Mengetahui hubungan mobilisasi dini dengan penyembuhan luka post

sectio cesarea (SC) di Rumah Sakit Nur Hidayah Imogiri Bantul Tahun 2016.

2. Tujuan Khusus

a. Mengetahui karakteristik ibu post sectio ceasarea (SC) di Rumah Sakit

Nur Hidayah Imogiri Bantul.

b. Mengtahui mobilisasi dini ibu post sectio ceasarea (SC) di Rumah Sakit

Nur Hidayah Imogiri Bantul .

c. Mengetahui penyembuhan luka post sectio ceasarea (SC) di Rumah Sakit

Nur Hidayah Imogiri Bantul.


7

D. Manfaat Penelitian

1. Manfaat teoritis

Hasil penelitian ini dapat digunakan sebagai informasi atau acuan

pengembangan ilmu pengetahuan dan peneliti selanjutnya khususnya tentang

melakukan mobilisasi dini dengan lama penyembuhan luka post sectio

caesarea (SC).

2. Manfaat praktisi

a. Bagi tenaga kesehatan

Penelitian ini diharapkan memberikan kontribusi terhadap pengembangan

ilmu kebidanan serta masukan informasi yang berharga bagi profesi bidan

dalam menyusun program pemberian pendidikan kesehatan tentang

pentingnya melakukan mobilisasi dini pada ibu post sectio caesarea (SC).
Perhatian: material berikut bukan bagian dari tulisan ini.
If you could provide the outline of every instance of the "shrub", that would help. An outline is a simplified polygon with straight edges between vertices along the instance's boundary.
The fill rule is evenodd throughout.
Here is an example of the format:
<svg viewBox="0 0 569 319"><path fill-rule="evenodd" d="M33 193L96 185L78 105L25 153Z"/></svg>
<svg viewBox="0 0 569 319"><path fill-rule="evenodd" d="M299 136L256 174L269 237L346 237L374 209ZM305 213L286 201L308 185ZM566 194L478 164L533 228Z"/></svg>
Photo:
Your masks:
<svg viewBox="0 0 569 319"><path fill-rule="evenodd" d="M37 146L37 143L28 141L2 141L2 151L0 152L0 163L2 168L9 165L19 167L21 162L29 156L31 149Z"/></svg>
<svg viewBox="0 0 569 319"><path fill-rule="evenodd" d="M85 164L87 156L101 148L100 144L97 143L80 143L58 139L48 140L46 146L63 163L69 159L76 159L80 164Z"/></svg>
b. Bagi ibu post sectio caesarea (SC)

Penelitian ini diharapkan dapat menambah dan meningkatkan pengetahuan

dan kesadaran ibu tentang pentingnya melakukan mobilisasi dini menjalani

persalinan yang bermanfaat pemulihan kesehatan fisiknya seperti

kesadaran semula.

c. Bagi peneliti

Penelitian ini sebagai sarana pengembangan dan mengaplikasikan ilmu

pengetahuan yang didapat selama pendidikan dengan kenyataan yang ada

di lapangan dan pengalaman yang sangat berguna dalam memberikan

asuhan kebidanan kepada ibu serta untuk menambah wawasan dalam

pembuatan karya tulis ilmiah.


8

d. Bagi institusi pendidikan

Hasil penelitian ini diharapkan dapat menambah wacana di perpustakaan

dan dapat di jadikan referensi bagi mahasiswa peneliti selanjutnya.